Successful, safe gene therapy is something of a Holy Grail for researchers. Delivering an exogenous gene into the targeted cells, and ensuring that it will be expressed there, are fraught with difficulties. Viruses are a promising vector for the delivery of a therapeutic gene into a patient's cells, but bring with them a new set of problems; for example, how to avoid an inflammatory or immune reaction to the virus. An alternative, nonviral delivery method is beginning to show potential.

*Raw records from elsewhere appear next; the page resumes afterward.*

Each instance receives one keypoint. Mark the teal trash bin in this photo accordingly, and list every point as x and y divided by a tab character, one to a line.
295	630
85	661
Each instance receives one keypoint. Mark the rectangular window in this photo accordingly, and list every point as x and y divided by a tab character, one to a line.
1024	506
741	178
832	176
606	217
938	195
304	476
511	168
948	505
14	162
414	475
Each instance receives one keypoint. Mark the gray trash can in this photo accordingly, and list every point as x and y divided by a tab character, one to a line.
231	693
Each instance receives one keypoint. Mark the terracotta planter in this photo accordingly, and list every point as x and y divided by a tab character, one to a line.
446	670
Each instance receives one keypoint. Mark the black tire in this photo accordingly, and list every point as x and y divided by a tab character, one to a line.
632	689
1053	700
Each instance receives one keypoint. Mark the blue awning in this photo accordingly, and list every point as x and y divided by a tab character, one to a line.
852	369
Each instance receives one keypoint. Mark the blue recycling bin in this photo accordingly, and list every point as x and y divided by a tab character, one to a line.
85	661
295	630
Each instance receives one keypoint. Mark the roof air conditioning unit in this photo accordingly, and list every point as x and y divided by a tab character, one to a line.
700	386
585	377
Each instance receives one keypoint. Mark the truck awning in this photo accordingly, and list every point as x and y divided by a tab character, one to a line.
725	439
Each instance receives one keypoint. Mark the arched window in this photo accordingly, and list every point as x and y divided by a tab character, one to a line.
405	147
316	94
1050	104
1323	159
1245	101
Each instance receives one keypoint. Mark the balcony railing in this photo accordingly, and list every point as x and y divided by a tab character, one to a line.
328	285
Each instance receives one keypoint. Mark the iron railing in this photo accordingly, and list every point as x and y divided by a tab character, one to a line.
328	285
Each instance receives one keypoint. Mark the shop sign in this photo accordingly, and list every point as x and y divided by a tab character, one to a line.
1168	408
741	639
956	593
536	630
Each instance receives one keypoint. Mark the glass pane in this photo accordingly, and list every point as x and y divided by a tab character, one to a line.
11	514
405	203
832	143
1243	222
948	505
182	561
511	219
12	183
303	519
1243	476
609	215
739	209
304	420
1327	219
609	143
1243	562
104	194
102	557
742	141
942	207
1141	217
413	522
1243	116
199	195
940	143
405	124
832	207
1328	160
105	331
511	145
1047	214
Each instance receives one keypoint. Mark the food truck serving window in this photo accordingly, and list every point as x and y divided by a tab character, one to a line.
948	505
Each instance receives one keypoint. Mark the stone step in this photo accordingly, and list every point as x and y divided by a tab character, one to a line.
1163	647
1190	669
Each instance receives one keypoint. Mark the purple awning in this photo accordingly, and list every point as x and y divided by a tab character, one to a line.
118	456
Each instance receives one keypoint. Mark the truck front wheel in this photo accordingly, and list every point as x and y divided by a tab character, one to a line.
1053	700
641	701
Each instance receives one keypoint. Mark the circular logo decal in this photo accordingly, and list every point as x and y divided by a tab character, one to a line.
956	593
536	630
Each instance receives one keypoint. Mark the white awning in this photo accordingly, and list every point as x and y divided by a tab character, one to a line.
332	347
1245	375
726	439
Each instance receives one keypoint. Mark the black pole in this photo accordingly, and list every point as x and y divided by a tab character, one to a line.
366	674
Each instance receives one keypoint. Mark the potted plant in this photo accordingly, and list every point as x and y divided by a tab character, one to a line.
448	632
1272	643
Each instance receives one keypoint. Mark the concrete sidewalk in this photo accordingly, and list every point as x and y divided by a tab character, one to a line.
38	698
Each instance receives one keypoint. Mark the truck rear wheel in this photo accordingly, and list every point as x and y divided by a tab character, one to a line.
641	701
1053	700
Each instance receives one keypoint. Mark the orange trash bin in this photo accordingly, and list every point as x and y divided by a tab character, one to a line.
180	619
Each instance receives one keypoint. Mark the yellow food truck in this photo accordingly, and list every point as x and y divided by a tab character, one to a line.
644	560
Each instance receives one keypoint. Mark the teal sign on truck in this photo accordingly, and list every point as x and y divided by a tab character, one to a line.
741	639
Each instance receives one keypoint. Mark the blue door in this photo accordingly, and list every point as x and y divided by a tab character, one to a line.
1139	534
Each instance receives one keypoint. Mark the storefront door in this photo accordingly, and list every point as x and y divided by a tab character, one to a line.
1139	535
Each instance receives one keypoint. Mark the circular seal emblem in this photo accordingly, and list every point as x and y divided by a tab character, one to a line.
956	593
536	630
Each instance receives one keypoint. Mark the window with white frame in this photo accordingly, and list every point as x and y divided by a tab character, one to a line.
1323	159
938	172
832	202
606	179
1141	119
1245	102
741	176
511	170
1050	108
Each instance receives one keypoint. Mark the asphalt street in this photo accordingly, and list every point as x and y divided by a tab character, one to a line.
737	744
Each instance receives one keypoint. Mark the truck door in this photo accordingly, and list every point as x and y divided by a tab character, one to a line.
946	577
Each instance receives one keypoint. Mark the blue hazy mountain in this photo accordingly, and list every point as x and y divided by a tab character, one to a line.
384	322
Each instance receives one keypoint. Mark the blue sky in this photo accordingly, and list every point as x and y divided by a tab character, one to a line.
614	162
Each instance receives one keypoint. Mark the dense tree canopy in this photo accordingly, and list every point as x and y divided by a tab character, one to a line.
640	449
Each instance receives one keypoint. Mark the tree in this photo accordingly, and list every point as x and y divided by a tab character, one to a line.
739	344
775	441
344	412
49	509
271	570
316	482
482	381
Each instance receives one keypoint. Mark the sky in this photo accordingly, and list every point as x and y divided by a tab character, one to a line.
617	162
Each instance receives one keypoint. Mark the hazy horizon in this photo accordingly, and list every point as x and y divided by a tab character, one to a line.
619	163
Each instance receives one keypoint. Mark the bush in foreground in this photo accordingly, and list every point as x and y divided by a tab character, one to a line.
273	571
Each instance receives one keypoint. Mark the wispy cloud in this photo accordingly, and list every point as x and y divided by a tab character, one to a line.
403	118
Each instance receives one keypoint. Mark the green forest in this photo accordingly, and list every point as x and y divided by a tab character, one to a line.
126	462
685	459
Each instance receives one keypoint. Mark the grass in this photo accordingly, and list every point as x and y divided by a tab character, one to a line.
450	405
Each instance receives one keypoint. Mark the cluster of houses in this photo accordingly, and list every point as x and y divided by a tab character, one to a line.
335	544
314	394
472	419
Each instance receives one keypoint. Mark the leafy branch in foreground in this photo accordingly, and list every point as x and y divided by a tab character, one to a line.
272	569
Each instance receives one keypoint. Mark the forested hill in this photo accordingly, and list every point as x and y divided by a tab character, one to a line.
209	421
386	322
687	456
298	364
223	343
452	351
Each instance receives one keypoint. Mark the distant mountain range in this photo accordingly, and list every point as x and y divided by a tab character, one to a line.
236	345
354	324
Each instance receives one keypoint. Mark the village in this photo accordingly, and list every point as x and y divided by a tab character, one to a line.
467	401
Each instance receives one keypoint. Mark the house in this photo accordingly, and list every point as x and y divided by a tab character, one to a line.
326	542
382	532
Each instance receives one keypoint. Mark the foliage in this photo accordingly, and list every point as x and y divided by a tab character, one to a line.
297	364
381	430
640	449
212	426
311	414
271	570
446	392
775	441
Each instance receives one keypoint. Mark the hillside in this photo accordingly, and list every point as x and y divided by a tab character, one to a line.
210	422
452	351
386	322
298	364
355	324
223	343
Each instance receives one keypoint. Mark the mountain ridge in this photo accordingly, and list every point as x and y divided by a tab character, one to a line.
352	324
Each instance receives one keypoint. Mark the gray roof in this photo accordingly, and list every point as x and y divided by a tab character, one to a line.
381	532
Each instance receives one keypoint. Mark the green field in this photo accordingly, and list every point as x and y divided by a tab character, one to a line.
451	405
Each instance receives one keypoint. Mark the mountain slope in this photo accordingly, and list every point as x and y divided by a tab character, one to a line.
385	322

Shi et al. have previously shown that 'pegylated' liposomes — coated with strands of polyethylene glycol — can be used as nanocontainers to carry DNA from the bloodstream into various tissues, including the brain, in rats. In that experiment, the liposomes were conjugated with a monoclonal antibody against the transferrin receptor, and the exogenous gene was driven by the simian virus 40 (SV40) promoter. The DNA was protected inside the liposome until the antibodies bound to the transferrin receptors on the blood–brain barrier and were transported across into the brain. The DNA was then taken up into brain cells by transferrin-mediated endocytosis. Because the transferrin receptor is found in other tissues as well as brain, and the SV40 promoter is not tissue-specific, the gene was also expressed in other organs that express the transferrin receptor.

In their new experiments, Shi et al. have taken the idea an important step further. Working in mice instead of rats, they used an antibody against the mouse transferrin receptor, so the liposomes were still targeted to a number of tissues as well as the brain. But this time, the exogenous gene was driven by the brain-specific glial fibrillary acidic protein (GFAP) promoter. The transgene — β-galactosidase — was expressed only in the brains of the mice, specifically in the astrocytes.

This work is an important proof of the principle that it might be possible to use a nonviral targeting technique, coupled with tissue-specific gene promoters, to achieve the expression of therapeutic genes specifically in the cells that are affected by a genetic disorder. Of course, these are early days; for example, the expression of the exogenous genes in these experiments lasted for only a few days. More work will be needed to find out whether that period can be extended. But it might be possible to use this gene targeting system in conjunction with transgenic mouse models of human diseases to work towards the ultimate goal of this type of study: successful, safe gene therapy in humans.